Spot gold was at $1,336.15 an ounce at 1030 GMT, up 0.2 percent but well below late-January’s 17-month high of $1,366.07. U.S. gold futures for April delivery werem$2.10 an ounce higher at $1,339.40.

“This morning the greenback is weakening again, and this is supporting the recovery of the (gold) price after Friday’s fall, which was mostly due to growing expectations for a hawkish Fed in 2018,” ActivTrades’ chief analyst Carlo Alberto de Casa said.

While gold is often considered an inflation hedge, Julius Baer said in a note, the fact that price pressures were being driven by confidence about growth rather than dollar weakness and rising oil prices meant it was failing to react positively.

Futures markets reacted after the jobs data by pricing in the risk of three, or even more, rate rises from the
Federal Reserve this year.

Meanwhile, hedge funds and money managers raised their net long position in COMEX gold contracts in the week to Jan. 30 to their highest level since late-September, U.S. Commodity Futures Trading Commission (CFTC) data showed on Friday.
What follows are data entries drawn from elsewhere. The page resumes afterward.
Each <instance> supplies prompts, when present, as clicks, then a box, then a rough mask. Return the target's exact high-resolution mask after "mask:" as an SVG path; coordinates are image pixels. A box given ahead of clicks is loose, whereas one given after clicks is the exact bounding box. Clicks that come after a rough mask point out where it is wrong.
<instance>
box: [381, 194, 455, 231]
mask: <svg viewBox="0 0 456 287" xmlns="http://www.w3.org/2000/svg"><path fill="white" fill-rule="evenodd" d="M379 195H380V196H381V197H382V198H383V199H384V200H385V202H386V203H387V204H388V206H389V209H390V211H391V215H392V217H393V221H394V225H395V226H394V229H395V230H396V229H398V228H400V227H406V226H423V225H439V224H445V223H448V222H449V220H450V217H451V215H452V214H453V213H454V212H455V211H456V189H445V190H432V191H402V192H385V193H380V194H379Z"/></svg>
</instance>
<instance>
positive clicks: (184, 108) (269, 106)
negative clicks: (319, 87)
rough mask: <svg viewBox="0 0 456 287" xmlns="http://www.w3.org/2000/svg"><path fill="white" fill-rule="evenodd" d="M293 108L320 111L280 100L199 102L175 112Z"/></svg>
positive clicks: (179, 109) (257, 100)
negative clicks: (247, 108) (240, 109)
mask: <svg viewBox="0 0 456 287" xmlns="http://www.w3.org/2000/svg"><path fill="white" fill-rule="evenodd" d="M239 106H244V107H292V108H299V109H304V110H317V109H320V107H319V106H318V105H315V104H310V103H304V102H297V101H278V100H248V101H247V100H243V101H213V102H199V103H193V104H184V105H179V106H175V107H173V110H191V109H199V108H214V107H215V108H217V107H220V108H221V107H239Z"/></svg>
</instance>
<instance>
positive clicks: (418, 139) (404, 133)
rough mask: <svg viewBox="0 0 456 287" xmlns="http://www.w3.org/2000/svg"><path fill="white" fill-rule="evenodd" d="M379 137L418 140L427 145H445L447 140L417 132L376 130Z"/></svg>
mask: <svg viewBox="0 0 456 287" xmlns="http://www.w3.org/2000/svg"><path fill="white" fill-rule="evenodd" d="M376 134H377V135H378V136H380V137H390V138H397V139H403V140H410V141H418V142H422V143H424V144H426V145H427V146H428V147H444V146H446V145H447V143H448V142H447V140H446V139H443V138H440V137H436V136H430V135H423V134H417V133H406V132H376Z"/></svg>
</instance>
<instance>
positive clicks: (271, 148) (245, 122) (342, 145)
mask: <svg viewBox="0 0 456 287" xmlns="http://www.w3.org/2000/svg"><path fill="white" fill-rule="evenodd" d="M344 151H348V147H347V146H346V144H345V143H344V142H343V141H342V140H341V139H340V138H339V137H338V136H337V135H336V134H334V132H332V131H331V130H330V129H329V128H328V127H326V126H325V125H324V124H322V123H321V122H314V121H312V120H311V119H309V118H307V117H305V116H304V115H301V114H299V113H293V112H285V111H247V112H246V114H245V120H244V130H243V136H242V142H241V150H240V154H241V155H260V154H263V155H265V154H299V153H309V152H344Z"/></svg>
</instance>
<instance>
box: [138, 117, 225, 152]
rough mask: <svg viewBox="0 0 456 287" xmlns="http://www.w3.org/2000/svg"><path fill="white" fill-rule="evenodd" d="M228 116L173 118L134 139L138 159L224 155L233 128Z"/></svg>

Spot silver was up 1.1 percent at $16.80 an ounce, having earlier matched the previous session’s five-week low of $16.54. The metal fell 3.7 percent on Friday in its biggest one-day decline since Dec. 2016.

Platinum was up 0.7 percent at $992.90 an ounce, while palladium , which alone among the major precious
metals posted gains on Friday, was down 1.1 percent at $1,035.50 an ounce.